Yatırım fonları daha küçük tasarruflarını profesyonel ellerde değerlendirmek isteyen bireysel yatırımcılar için ihdas edilmişken, hedge fonlar kurumsal yatırımcılar ile büyük tasarruflara sahip bireysel yatırımcılara hitap ediyor.  

Yatırım fonları hangi enstrümanlara yatırım yaptıklarını belirterek bireysel yatırımcıyı bilgilendirirken, hedge fonlarda fonun neye yatırım yaptığı şeffaf ve önceden belli değildir. Hedge fonların yatırım stratejileri gizlidir. Kararı hedge fon yöneticileri duruma göre veriyor.

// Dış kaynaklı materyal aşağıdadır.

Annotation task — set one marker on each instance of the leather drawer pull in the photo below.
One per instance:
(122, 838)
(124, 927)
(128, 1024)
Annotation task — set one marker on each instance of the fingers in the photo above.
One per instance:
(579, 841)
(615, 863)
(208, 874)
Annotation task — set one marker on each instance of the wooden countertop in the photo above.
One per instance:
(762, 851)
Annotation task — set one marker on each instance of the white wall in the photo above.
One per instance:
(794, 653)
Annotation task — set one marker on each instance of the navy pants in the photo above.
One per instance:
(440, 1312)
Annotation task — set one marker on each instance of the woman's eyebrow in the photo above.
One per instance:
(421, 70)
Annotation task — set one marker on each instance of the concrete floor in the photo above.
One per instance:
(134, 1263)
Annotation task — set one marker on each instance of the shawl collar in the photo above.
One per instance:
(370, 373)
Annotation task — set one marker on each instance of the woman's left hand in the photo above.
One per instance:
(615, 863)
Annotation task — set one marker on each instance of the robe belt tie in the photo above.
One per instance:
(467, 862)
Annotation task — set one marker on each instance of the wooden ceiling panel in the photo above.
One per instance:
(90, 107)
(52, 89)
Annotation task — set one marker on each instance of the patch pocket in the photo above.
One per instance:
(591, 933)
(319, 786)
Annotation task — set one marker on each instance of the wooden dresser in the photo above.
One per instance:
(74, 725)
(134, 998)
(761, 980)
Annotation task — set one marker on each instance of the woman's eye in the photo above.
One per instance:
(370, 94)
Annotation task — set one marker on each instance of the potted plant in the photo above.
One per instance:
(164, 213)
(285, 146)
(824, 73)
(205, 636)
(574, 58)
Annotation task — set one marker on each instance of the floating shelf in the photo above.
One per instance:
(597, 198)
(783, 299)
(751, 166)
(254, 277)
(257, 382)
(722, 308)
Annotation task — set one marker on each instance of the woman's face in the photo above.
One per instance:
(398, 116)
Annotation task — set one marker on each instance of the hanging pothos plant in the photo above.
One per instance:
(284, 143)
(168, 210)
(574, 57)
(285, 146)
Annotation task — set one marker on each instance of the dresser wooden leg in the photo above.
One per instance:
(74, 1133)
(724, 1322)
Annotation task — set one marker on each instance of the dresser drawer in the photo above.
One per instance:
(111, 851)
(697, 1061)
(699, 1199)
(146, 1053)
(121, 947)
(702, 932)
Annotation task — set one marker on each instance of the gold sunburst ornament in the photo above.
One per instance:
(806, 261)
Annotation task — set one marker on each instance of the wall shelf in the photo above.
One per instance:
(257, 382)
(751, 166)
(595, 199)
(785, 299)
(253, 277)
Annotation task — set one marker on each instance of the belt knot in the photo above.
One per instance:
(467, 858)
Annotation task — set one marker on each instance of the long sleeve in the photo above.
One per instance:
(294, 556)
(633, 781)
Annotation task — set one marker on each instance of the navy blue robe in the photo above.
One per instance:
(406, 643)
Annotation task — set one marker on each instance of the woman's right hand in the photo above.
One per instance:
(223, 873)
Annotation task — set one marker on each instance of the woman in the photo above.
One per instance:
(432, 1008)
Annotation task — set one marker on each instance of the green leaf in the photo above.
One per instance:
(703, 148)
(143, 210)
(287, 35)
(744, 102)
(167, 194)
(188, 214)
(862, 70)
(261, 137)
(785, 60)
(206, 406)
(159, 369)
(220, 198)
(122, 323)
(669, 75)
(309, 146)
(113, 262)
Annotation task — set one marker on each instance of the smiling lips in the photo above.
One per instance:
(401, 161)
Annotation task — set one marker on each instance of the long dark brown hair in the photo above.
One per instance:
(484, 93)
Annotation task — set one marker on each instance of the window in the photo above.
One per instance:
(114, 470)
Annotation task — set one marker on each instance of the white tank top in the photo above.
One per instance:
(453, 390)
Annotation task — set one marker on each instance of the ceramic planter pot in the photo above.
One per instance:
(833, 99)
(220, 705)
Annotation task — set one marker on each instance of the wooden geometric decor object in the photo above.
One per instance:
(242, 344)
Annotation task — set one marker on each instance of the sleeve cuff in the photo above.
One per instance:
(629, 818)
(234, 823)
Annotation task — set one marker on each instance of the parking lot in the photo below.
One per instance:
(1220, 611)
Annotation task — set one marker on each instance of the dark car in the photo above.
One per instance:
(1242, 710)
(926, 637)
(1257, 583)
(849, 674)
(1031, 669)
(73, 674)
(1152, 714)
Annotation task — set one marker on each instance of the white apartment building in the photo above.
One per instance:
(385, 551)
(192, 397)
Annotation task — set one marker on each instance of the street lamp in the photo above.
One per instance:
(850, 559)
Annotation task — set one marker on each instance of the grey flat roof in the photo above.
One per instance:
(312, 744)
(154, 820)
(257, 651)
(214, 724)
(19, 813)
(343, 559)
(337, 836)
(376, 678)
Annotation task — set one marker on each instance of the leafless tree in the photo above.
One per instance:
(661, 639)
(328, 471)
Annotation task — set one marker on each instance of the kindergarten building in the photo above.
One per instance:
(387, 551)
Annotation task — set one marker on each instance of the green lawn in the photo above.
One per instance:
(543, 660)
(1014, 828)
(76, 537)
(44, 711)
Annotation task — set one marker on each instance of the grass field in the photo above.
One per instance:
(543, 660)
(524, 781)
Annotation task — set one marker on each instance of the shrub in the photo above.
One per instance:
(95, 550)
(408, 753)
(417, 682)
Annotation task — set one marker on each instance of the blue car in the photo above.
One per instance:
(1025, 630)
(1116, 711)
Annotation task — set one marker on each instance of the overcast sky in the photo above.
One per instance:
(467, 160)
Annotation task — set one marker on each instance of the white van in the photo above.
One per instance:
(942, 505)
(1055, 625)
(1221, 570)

Yatırım fonlarından ayrı olarak hedge fonlar kaldıraçlı işlemler yapabiliyor. Bu nedenle daha riskli oldukları söyleniyor.

Her iki fonda da yatırımcı katılma belgesi satın alıyor. Yatırım fonlarında herhangi bir kısıtlama yokken hedge fonların katılma belgelerinin kime satılacağına dair kısıtlama var. Bu kısıtlamanın amacı, küçük tasarruf sahiplerini hedge fonlardan uzak tutmak olsa gerek. ABD’de bir bireysel yatırımcının en az 5 milyon dolarlık katılma belgesi alma şartı varken, bizde bu tutar 1 milyon TL.

Bir yatırım fonuna katılan yatırımcı, katılma belgesini istediği zaman satabilirken hedge fona katılan  yatırımcı parasını belli bir süre (genelde 1 yıl) tutmakla yükümlü. Ayrıca parasını geri almak istediğini belli bir süre öncesinden hedge fon yönetimine bildirmek zorunda.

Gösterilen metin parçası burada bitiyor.